Formel E

"Zu stressig" - Felix da Costa wünscht sich längere Rennwochenenden

Tobias Bluhm

Tobias Bluhm

Nicht zuletzt aufgrund der kurzen und actionreichen Rennevents gilt die Formel E seit nunmehr drei Jahren als besonders zuschauerfreundlich. Neben Aktivitäten für die gesamte Familie und junge Fans findet das gesamte Geschehen der Elektroserie - zwei Trainingssessions, ein Qualifying und das Rennen - an einem einzigen Tag statt. Doch wie lange kann die Formel E dieses einmalige Format noch beibehalten?

Schließlich fordern die kurzen Rennevents den Fahrern und Teams alles ab.

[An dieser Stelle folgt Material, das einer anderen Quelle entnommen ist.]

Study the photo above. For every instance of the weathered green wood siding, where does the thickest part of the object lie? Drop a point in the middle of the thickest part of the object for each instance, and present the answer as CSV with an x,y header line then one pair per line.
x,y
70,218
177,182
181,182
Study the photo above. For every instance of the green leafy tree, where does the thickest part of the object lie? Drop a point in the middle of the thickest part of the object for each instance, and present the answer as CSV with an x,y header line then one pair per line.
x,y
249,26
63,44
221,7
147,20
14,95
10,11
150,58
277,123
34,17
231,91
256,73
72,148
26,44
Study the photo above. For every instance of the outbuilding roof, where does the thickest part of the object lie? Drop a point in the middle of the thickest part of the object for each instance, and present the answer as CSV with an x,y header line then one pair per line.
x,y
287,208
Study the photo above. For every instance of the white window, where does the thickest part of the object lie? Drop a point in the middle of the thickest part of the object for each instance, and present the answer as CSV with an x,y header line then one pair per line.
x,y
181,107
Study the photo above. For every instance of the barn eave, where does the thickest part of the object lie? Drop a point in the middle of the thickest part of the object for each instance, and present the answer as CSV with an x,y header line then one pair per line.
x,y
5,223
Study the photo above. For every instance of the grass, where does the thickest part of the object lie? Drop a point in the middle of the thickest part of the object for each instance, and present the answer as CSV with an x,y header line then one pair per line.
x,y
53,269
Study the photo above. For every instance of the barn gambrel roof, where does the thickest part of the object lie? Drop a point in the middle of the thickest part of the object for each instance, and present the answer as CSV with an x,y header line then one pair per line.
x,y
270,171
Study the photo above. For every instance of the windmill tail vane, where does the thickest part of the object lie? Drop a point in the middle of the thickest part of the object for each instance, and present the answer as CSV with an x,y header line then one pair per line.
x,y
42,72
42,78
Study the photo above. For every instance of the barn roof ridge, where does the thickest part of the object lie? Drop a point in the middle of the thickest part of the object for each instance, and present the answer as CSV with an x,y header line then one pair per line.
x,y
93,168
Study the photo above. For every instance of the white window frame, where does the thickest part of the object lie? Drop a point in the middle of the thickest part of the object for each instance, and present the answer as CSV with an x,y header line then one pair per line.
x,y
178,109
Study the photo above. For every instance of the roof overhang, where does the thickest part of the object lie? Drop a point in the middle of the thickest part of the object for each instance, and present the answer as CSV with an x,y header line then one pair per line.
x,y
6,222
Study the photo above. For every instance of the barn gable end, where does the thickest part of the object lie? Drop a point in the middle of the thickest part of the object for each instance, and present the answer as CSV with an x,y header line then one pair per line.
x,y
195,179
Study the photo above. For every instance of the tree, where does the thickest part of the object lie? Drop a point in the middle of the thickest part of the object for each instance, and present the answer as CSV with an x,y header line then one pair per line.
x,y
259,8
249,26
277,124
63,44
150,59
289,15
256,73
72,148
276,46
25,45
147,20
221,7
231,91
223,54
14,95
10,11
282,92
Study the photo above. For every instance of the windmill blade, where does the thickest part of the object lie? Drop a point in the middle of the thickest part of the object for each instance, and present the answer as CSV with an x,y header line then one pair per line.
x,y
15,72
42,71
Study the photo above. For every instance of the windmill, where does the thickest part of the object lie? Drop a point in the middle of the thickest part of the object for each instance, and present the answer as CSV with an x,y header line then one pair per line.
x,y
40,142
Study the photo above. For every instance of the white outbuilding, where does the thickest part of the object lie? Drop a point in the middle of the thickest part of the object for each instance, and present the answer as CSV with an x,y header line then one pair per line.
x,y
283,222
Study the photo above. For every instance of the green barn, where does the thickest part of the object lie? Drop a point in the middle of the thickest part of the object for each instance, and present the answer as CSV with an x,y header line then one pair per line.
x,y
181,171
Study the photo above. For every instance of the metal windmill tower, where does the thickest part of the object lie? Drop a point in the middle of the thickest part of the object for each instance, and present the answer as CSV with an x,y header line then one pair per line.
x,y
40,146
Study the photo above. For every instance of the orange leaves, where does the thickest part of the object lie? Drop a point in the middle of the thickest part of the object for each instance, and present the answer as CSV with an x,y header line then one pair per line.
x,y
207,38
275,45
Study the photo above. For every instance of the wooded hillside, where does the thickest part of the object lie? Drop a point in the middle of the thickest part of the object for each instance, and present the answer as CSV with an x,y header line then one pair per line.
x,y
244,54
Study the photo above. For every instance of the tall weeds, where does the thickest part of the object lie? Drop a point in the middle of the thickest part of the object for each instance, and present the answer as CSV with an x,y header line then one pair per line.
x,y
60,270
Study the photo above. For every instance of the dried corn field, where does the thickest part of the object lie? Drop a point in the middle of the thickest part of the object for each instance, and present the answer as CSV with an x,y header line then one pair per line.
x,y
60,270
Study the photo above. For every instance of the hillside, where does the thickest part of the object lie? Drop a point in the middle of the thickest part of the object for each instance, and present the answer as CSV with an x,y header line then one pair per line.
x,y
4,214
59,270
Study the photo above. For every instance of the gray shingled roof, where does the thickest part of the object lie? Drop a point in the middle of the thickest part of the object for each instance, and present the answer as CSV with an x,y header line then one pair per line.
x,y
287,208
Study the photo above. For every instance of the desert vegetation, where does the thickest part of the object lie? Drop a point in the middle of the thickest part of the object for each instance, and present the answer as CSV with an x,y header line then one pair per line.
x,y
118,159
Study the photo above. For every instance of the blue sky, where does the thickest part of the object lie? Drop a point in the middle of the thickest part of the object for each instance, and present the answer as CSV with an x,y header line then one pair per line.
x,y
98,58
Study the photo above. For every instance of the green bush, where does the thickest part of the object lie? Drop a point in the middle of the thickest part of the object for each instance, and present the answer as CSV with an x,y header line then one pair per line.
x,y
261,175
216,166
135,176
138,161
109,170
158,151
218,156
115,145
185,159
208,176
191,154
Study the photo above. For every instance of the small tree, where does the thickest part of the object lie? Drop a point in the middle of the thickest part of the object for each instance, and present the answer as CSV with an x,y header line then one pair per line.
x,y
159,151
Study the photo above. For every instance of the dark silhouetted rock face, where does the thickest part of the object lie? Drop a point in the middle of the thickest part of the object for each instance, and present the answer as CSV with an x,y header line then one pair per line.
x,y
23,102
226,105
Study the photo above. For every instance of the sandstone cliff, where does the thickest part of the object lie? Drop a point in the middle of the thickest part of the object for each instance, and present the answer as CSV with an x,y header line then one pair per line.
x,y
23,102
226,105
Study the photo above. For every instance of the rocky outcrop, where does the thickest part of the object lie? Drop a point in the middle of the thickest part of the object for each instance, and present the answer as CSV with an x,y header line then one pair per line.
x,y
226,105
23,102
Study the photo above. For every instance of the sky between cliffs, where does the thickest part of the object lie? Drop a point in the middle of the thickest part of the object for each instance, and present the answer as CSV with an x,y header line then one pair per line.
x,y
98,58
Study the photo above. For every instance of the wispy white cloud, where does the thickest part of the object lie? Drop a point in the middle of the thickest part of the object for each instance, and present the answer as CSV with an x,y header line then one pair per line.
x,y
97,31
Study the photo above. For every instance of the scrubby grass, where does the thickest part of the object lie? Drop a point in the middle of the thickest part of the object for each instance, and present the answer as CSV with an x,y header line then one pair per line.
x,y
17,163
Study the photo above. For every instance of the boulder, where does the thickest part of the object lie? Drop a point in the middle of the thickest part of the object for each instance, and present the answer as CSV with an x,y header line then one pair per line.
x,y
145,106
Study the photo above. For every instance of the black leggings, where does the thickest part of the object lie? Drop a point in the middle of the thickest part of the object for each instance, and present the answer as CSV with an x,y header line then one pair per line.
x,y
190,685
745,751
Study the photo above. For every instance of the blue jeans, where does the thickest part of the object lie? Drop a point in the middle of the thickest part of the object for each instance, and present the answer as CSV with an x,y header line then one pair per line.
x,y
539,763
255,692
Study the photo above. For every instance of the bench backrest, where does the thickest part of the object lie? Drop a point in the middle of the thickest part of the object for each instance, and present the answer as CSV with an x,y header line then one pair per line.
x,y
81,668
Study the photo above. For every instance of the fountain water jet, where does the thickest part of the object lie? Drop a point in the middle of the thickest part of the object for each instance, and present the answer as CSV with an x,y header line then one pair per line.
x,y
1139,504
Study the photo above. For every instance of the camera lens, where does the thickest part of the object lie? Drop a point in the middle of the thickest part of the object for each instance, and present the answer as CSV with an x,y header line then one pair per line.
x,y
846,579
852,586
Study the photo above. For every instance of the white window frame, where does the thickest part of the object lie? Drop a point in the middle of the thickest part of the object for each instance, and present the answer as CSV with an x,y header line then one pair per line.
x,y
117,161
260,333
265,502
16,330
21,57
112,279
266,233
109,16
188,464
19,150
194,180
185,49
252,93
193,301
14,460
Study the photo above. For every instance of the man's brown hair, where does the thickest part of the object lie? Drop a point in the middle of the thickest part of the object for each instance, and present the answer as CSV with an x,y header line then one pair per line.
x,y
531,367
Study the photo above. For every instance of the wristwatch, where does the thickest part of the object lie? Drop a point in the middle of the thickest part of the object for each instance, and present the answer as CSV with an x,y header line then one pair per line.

Die Zeit auf der Strecke, Autogrammstunden, Besprechungen mit den Ingenieuren und Interviews - all dies sorgt dafür, dass die 20 Elektro-Piloten kaum Zeit haben, sich mental auf das wichtige Rennen vorzubereiten.

Ab Saison fünf wird durch die Einführung der Jaguar I-Pace eTrophy und später womöglich durch die geplante Support-Serie Roborace der Zeitplan der Formel E weiter verdichtet. So verwundert es wenig, dass die ersten Fahrer inzwischen verlängerte Rennwochenenden von der FIA fordern.

"Ich finde, wir sollten das Formel-E-Event in zwei Tage aufspalten", plädiert Antonio Felix da Costa (Andretti) bei 'katyfairman.com'. "Ich vermute, dass das sogar für die Fans besser wäre. Für uns Fahrer und unsere Mechaniker ist es momentan einfach zu stressig."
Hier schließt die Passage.